Henry Shue: Senior Research Fellow, Centre for International Studies.
The heart of justice is to recognise that both you yourself are entitled to a share, and other people are entitled to a share, though some are powerless to claim their share. With regard to climate, we must pay attention to these people; these are the poor who lack the ability to access alternative resources and to fight for themselves, and the people of the future who are powerless to determine what sort of world they will inherit. Must we choose between justice of the current world and justice of the future when we consider climate change?
As long as the accumulative atmospheric concentration of carbon dioxide continues to rise, climate change will become increasingly severe. Therefore, carbon emission must reach zero; decarbonisation. For the poor of the future, we need to reach this as soon as possible, since the longer we take the worse the problem will be to deal with, creating conflict between the present and future. A key issue is energy poverty, whereby the poor lack sufficient energy sources. If the only affordable energy for the poorest is fossil fuel, the only way they can escape poverty is by using this and thus emitting CO2. This delays decarbonisation, worsening the future problem. We can address this by reducing emissions of the billion largest emitters, significantly reducing emissions without impacting the poorest. Furthermore, we must make aggressive change towards providing clean energy to the poorest. One objection is that it may be more expensive to sharply reduce emissions of the most emitting billion compared to that of the poorest, where people could never adopt fossil fuels. The richest, who are responsible for emissions, can pay to reduce emissions in the poorest countries, making non-carbon fuel affordable and accessible through subsidies and foreign aid transfers. This would also be a good economic investment.
Incrementalism often fails, so we need radical change. It is difficult to change the way people live, so we need to get to zero emissions without attempting this. This necessitates an energy revolution, through research and development investment, producing affordable, accessible, carbon-neutral energy. Moreover, energy companies should not sell fossil fuels for find technology to ensure its safety. The divestment movement and activists have produced a situation where banks refuse to loan money for new coal mines, potentially rendering funding impossible, preventing coal burning.
Asad Rehman: Executive Director, War on Want.
Trust is fundamental in the fight for social and economic rights through environmental issues. There is often a failure to convey the truth in the climate movement, despite having the knowledge. Temperature are rising, causing global issues, such as Pakistan reaching 53.5°C last year, and 1200 deaths in one city affected by the 2014 heatwave. Globally, 4 in 10 people face multiple dimensional poverty, where one environmental shock can push people to being unable to survive. Climate change can be articulated as impacting future generations, but many in the global south already are. Just 10% of the population is responsible for 50% of emissions, and the poorest 50% are responsible for 10% of emissions. The food system is responsible for one third of emissions, but we plough 1.3-billion tonnes of food into the ground, enough to feed all malnourished people, attributable to corporate power. This places many farmers in debt, and one farmer takes their life every half hour.

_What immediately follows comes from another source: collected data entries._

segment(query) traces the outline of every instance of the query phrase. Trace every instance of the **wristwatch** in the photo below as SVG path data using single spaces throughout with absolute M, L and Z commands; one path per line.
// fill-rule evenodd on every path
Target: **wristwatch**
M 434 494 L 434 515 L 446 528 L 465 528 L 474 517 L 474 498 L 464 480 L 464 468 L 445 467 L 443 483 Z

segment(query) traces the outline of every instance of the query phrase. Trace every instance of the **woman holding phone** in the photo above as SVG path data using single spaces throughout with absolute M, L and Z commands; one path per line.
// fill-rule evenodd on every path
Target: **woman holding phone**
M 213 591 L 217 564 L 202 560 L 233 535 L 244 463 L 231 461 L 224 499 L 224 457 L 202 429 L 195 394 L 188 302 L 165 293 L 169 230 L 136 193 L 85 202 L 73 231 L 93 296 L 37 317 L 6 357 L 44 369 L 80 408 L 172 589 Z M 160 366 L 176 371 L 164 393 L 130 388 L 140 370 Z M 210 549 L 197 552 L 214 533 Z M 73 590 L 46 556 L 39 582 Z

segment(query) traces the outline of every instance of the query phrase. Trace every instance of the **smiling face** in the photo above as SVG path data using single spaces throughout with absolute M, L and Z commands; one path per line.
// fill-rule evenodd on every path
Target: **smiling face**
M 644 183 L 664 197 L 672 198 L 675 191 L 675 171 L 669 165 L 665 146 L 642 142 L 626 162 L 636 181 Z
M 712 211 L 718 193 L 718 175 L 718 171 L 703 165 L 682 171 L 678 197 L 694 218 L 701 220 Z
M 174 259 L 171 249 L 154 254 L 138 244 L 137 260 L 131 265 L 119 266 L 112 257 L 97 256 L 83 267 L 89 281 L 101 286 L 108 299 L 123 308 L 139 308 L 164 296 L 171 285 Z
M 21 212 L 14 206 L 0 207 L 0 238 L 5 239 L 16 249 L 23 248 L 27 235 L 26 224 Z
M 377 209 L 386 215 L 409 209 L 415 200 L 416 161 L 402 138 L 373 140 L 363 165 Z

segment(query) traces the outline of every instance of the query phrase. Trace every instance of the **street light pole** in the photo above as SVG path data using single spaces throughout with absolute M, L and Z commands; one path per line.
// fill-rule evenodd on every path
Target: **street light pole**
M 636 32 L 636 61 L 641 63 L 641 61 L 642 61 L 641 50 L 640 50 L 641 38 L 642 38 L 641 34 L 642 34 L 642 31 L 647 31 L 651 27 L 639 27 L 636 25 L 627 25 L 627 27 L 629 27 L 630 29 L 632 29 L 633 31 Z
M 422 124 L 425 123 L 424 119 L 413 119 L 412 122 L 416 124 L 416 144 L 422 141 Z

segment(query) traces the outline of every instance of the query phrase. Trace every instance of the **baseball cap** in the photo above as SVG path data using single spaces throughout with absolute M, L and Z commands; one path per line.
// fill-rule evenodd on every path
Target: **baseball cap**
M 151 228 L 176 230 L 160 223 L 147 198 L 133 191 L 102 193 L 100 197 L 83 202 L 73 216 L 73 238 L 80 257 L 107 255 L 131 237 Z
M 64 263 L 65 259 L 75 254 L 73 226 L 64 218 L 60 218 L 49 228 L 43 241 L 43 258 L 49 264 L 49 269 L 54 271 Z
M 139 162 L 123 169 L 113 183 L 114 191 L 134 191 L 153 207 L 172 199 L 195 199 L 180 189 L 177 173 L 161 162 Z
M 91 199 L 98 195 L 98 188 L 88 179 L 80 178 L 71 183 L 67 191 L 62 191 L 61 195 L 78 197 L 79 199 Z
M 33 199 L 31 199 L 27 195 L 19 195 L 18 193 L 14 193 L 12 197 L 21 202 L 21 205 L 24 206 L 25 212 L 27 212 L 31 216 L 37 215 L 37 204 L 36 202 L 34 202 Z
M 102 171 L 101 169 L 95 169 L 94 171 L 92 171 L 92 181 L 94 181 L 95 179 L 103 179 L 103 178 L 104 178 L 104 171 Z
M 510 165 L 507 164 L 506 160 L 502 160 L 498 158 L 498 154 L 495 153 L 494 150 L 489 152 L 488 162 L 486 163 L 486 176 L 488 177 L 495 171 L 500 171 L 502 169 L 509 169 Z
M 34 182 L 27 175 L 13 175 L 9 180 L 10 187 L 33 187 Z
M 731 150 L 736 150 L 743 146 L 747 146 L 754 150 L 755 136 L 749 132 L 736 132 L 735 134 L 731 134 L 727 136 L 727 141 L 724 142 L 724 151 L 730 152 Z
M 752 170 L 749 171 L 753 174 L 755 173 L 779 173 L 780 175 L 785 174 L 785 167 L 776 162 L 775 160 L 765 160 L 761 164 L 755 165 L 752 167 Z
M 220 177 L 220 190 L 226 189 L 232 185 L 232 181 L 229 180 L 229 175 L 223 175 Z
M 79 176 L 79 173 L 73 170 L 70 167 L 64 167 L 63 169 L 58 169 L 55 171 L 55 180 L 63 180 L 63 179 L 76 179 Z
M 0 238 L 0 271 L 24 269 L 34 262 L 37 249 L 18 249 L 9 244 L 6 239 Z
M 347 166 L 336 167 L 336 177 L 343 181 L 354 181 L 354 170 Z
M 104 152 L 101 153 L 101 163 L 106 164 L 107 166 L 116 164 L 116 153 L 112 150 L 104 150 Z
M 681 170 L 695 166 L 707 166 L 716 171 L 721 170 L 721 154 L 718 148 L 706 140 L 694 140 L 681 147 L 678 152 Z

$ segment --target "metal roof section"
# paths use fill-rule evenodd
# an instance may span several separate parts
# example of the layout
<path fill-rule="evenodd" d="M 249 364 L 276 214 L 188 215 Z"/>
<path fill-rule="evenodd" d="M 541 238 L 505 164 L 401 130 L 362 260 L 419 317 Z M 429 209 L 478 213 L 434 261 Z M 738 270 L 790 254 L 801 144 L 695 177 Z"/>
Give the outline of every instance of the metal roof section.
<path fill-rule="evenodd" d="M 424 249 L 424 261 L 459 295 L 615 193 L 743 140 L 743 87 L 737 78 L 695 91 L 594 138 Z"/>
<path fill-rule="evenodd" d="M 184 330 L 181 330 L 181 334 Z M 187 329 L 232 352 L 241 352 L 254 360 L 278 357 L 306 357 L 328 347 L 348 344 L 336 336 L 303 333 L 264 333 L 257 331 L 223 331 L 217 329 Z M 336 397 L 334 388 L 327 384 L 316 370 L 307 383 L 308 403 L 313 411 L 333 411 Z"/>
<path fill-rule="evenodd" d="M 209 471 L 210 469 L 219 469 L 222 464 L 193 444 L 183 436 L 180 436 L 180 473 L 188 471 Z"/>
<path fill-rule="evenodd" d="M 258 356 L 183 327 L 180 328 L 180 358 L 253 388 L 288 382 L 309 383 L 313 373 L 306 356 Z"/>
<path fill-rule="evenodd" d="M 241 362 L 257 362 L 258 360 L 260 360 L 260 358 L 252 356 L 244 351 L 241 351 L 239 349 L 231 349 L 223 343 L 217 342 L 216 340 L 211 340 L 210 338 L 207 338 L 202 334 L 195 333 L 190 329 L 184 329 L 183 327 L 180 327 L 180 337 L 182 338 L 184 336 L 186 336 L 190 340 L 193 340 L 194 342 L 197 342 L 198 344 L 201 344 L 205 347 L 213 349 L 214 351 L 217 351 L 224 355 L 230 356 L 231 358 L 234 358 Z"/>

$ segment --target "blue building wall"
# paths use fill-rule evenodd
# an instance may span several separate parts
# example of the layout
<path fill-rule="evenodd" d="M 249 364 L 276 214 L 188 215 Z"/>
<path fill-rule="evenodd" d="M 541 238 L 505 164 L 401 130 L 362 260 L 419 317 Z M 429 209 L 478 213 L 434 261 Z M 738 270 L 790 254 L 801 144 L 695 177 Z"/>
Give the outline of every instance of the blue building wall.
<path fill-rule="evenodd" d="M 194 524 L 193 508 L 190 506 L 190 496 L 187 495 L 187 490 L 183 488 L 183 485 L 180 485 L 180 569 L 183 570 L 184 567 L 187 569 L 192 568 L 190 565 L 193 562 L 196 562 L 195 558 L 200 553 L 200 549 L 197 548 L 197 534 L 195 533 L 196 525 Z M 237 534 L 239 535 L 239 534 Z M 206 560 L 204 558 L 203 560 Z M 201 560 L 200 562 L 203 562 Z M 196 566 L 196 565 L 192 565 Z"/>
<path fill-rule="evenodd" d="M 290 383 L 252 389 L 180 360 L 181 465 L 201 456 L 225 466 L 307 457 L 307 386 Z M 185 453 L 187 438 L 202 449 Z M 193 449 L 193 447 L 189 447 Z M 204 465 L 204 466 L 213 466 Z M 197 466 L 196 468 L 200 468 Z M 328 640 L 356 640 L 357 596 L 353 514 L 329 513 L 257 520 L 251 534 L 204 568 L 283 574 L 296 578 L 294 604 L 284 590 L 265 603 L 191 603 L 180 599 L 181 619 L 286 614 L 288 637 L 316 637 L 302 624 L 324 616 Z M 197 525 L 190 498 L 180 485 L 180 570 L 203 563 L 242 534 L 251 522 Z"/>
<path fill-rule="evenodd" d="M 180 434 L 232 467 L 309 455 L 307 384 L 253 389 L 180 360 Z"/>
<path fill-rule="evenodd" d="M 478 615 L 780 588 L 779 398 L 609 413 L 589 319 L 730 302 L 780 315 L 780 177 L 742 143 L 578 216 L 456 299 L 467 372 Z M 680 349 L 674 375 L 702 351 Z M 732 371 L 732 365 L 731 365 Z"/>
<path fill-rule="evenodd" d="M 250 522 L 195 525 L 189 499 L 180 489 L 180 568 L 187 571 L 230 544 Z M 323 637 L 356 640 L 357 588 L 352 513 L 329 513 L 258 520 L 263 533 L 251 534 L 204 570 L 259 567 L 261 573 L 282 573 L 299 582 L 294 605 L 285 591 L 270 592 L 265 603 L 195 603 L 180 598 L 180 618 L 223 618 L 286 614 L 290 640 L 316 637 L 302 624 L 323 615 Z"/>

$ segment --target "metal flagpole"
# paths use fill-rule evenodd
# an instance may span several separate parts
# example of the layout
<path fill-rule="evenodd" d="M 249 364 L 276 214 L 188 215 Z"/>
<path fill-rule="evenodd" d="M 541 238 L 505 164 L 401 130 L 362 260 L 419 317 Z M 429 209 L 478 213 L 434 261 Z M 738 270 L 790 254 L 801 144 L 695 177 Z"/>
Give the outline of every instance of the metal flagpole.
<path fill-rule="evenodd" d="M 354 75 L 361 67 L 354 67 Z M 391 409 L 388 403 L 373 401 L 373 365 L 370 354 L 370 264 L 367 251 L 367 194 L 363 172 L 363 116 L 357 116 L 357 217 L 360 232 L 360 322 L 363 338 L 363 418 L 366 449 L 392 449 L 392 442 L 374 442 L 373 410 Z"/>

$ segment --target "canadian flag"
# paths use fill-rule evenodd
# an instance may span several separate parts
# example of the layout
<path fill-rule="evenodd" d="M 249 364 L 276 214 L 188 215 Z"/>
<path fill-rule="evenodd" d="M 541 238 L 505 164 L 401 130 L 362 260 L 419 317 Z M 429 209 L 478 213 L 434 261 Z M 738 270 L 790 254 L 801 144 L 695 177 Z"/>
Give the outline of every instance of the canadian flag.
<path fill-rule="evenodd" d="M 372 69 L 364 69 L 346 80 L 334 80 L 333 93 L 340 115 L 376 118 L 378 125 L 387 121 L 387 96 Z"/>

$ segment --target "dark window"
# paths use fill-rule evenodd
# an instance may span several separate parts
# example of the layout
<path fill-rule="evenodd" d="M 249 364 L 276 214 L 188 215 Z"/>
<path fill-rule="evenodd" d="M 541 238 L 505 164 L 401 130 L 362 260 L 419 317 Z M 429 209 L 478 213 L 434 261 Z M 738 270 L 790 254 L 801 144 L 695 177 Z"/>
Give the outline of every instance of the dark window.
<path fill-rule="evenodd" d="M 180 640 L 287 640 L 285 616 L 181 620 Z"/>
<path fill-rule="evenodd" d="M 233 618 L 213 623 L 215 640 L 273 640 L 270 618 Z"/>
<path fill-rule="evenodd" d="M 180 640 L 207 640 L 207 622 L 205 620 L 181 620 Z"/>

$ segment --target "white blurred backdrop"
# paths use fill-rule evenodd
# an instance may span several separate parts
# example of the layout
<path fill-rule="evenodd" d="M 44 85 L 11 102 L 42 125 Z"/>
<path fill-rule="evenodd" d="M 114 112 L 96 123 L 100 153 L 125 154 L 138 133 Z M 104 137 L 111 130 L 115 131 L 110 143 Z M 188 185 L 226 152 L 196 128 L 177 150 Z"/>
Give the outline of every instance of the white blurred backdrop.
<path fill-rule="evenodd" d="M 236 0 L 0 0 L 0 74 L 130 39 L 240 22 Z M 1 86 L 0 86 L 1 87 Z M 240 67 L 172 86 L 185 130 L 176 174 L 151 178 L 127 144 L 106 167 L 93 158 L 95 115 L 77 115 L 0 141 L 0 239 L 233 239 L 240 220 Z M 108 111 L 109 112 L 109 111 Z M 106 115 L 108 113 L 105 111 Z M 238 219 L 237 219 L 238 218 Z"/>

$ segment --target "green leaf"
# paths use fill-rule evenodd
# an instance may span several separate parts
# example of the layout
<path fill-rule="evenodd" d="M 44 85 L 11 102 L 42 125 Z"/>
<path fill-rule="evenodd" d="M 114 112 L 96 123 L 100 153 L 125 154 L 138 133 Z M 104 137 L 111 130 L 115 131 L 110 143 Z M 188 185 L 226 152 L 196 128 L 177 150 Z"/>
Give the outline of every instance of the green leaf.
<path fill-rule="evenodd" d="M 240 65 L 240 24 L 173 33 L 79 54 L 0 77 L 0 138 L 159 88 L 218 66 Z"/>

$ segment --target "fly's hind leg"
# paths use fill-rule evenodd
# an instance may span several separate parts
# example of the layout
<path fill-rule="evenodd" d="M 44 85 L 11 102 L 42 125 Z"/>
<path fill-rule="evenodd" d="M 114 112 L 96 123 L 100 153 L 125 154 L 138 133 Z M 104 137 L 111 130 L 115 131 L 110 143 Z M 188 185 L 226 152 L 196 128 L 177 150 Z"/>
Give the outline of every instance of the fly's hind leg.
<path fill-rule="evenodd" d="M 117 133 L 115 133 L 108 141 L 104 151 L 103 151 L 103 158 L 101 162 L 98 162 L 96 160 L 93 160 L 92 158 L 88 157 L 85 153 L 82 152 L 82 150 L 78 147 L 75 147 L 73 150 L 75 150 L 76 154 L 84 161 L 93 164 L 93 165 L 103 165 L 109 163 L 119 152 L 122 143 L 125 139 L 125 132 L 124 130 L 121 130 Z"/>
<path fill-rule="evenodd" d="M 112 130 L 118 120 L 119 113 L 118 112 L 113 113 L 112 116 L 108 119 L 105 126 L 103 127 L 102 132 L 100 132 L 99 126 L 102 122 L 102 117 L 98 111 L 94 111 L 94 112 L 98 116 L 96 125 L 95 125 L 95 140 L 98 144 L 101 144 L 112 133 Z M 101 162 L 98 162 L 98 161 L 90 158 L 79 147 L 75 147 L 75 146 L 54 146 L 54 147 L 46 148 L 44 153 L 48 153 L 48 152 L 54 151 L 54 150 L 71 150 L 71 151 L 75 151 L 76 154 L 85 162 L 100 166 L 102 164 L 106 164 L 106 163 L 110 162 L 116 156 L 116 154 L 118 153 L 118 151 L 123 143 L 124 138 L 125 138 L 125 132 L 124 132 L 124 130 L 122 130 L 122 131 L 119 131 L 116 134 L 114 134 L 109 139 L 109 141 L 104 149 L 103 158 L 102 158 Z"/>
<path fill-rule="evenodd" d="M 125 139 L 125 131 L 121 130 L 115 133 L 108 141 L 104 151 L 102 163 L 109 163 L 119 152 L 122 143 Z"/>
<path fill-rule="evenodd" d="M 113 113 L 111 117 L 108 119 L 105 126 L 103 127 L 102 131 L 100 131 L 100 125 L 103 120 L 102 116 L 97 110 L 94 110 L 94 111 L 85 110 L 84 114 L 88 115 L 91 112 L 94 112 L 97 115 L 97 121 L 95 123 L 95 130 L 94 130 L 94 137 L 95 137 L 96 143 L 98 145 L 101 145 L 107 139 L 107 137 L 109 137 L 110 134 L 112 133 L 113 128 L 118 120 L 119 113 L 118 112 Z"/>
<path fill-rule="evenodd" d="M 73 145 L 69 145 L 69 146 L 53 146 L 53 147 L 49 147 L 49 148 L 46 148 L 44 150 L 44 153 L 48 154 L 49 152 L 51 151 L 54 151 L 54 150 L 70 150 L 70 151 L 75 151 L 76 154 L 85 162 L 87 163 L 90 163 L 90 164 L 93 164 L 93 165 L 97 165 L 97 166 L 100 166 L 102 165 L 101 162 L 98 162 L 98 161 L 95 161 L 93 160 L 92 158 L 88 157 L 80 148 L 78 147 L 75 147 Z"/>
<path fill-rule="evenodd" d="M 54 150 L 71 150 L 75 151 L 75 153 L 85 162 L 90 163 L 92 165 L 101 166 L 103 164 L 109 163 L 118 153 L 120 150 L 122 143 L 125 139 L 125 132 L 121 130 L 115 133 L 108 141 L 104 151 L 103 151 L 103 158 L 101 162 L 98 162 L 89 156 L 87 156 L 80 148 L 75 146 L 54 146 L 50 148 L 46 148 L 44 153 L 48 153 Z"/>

Much fear surrounds the climate movement, producing a situation where people celebrating aiming to cap global temperature rise at 1.5°C, but this will cause many deaths in the global south, continuing the current trend. The decision we make in this decade will determine which temperature goals we meet, yet many of these are not based on science. We are comparable to the titanic having hit the iceberg of climate change, and will all be impacted. The global north sits on top deck, hoping for some technological miracle, while the global south is locked in the hold.
Additionally, climate change produces many environmental refugees, predicted to be 300-million by 2050, that’s 1 in 30 people. Addressing this requires an intersectional climate movement, articulating neoliberal and corporate power, and a positive vision of the world which people can really get behind
Fundamentally, there is a need to change the energy system, the way we produce foods, and bring land rights to people. These go to the heart of an economic model. We need to open intellectual property rights to renewable energy to make it accessible, tackling the powerful corporations who must be willing to change their economic model.